Last week I posted about the Prip app, relatively new to the U.S. market but with familiar Nextel technology. As I mentioned in my post, I noticed that there were a lot of users in Mexico who were using the app. One reader messaged me and said that he uses the app with his colleagues and it helps him to avoid annoying roaming fees.
He lives in Mexico.
Fortunately for us here in the states, the cellular communications marketplace is extremely competitive and we worry less and less about roaming charges. On a day-to-day usage, I don’t know how valuable Prip would be to the average U.S. customer. The niche user such as an emergency worker would find it valuable but outside of that group, it doesn’t seem as obvious.
That being said, there are instances in which I think the Prip app can be extremely useful for U.S. consumers: when we are traveling and subject to international cell carriers and their fees.
- Cruise Ships: My husband and I take our walkie talkies with us when we cruise so that we can keep in touch with each other’s whereabouts while we’re on the ship. It’s easy, only takes batteries and free. Limitations: Ships are huge and if you’re on opposite ends and don’t have enough mHz, you won’t hear each other. As long as we’re on the ship’s WiFi, we can continue to use our cell phones with the Prip app and not carry an extra device.
- Traveling Abroad: I refuse to purchase an expensive international cell phone plan for short jousts outside the country. These plans can be ridiculously expensive. The same way I use a WiFi connection to talk for Free on FaceTime or iChat with another iPhone user, I can use Prip with another Prip user. Limitations: I need to be somewhere that I can jump on a connection for free. This tends to be tricky in Europe. There aren’t as many open and FREE WiFi connections as we have here in the states.
- Local Travel: I’ve used Prip on my 3G while I’ve been traveling locally. It’s worked sporadically but I have been able to get messages through and receive them as well. Limitations: If you’re in an area where the cell reception is weak, Prip will absolutely not work for you. You will have to find a WiFi connection to talk.
Issues
The app is really useful for travel but it also has a couple of shortcomings.
- One of the issues I have with the app is that if the other Prip user doesn’t have it open in order for me to be able to “prip” them, I get a “User not reachable. Dismiss.” message.

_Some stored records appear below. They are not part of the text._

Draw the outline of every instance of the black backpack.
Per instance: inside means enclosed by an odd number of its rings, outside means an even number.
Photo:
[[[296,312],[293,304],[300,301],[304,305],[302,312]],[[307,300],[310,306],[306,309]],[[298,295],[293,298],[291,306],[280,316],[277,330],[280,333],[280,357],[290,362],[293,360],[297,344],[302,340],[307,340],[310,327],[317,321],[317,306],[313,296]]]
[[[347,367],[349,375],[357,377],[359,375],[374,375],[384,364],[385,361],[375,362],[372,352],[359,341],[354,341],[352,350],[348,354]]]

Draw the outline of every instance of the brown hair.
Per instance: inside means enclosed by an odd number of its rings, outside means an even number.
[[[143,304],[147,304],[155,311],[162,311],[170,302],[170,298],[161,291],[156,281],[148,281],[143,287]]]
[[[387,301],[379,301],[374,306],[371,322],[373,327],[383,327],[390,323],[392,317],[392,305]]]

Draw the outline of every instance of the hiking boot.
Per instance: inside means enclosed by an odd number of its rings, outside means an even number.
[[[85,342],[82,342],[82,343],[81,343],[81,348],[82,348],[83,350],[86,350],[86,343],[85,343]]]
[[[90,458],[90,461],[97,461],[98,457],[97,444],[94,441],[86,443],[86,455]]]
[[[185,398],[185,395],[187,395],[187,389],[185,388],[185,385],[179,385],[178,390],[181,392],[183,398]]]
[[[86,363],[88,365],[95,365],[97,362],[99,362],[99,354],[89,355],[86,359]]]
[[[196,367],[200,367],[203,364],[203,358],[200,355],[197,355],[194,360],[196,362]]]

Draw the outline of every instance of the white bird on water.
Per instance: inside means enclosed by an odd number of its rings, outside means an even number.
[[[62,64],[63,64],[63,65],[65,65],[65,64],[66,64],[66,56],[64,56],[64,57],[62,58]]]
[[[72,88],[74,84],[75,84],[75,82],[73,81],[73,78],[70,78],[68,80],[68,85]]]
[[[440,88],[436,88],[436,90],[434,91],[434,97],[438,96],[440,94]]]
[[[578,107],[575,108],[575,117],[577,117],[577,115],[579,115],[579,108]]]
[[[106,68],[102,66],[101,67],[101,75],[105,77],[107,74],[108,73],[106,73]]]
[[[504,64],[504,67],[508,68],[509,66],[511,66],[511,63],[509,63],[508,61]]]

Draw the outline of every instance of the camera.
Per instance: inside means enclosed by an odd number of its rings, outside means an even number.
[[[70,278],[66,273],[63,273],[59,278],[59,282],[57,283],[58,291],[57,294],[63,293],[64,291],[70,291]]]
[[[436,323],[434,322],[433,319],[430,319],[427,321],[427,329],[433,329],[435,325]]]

- The download process for the app is a little clumsy. Many of us Android and iPhone users go through only one or two steps to download an app to our phone. We hit the “Install” button (in the App Store), a message comes up from iTunes asking us to Verify with our password and then the app is downloaded. With Prip, first you have to create an account through a separate landing page complete with creating a username, then you go to Google Play or the App Store and download the app and THEN plug in your username. If people find the app straight from Google Play and the app Store, they maybe confused that they need to go to prip.me first before being able to use the app. The process needs to be simplified.